As you can probably tell, I had a thing for Thailand and Cambodia.
These shots were taken in Koh Tao, Bangkok, Sihanoukville in Cambodia, and Phnom Penh, Cambodia.
I was carrying everything I owned in my Jansport Odyssey, a 39-liter King of Backpacks. While other backpacks ripped and fell apart, the Jansport is with me to this day. For the first few months of my travels, it held everything.
This included my:
It always blew my mind to see people carting around giant body bags and stuffing them into the local tuk tuks.
For certain other reasons, I had decided to remove my current operating system from my laptop and replace it with Ubuntu. This meant transitioning to GIMP and a new work method. There were a few bugs and hassles to overcome: for example, I couldn’t plug my Canon directly into my PC via USB. Ubuntu wouldn’t recognize it, so I had to remove the SD card, put that into my Kodak, then plug that in and manually move the files over.
But, fortunately, Ubuntu’s Shotwell photo manager could read RAW files and I could edit JPG files in GIMP, so that’s how I decided to work for the next however long.
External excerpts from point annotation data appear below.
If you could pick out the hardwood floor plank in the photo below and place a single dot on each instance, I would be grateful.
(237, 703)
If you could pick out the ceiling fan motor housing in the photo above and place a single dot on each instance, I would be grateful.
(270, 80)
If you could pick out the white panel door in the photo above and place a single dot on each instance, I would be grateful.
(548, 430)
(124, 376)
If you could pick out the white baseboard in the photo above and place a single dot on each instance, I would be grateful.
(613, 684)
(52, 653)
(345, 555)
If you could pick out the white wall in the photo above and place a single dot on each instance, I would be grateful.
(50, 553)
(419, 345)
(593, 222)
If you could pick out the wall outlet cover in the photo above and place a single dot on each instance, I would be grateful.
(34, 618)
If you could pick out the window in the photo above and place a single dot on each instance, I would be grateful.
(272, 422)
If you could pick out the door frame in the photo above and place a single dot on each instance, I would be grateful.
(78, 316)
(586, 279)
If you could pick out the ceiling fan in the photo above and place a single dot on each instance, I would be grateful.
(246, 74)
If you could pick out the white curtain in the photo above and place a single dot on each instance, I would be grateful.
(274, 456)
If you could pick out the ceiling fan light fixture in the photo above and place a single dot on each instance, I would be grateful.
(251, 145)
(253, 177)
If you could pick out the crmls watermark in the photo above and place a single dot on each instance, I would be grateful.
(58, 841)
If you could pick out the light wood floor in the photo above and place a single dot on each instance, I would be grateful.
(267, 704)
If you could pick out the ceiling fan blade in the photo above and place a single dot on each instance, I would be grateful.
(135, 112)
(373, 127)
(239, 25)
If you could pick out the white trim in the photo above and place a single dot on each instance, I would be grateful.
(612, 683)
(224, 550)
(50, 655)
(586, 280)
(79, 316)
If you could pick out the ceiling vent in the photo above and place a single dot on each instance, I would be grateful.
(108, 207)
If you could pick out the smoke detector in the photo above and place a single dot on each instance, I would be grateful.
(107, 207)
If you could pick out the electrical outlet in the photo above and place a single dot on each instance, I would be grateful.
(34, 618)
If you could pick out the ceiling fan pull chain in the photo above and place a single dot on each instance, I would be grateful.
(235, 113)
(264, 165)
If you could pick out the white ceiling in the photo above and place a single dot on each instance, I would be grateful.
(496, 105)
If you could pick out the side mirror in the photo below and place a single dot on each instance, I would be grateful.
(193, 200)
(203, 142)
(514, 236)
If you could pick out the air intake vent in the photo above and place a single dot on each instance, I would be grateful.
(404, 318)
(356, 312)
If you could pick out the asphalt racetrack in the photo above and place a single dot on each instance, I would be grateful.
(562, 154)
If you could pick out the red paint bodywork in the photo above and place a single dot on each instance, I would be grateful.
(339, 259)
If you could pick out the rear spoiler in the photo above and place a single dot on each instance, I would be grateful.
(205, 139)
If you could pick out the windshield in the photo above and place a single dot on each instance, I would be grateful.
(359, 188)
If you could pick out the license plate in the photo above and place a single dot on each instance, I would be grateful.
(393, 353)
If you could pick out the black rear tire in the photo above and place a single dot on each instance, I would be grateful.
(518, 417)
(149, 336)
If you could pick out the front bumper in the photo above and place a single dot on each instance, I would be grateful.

Editing files in GIMP proved to be a good learning experience, since I had to start afresh and teach myself new editing techniques. Using a completely different photo editor with a completely different workflow is a good way to learn new tricks and get yourself out of old habits.
That being said, Shotwell doesn’t have the nearly same functionality as Camera RAW.
In order to pop lights and dark darks, I had to use Shotwell’s built-in slider/histogram, which is similar to the Photoshop levels function. There was a saturation slider and a couple others, but no contrast or any of the other fancy controls that RAW has. Without access to contrast or any of Camera RAW’s fancy features, I ended up sacrificing many lights and darks to achieve some effects.
Inside GIMP it’s possible to access more features, but I didn’t have any experience with it and it took me a while to get the hang of it. While GIMP is an excellent free tool, it’s just not as robust as Photoshop.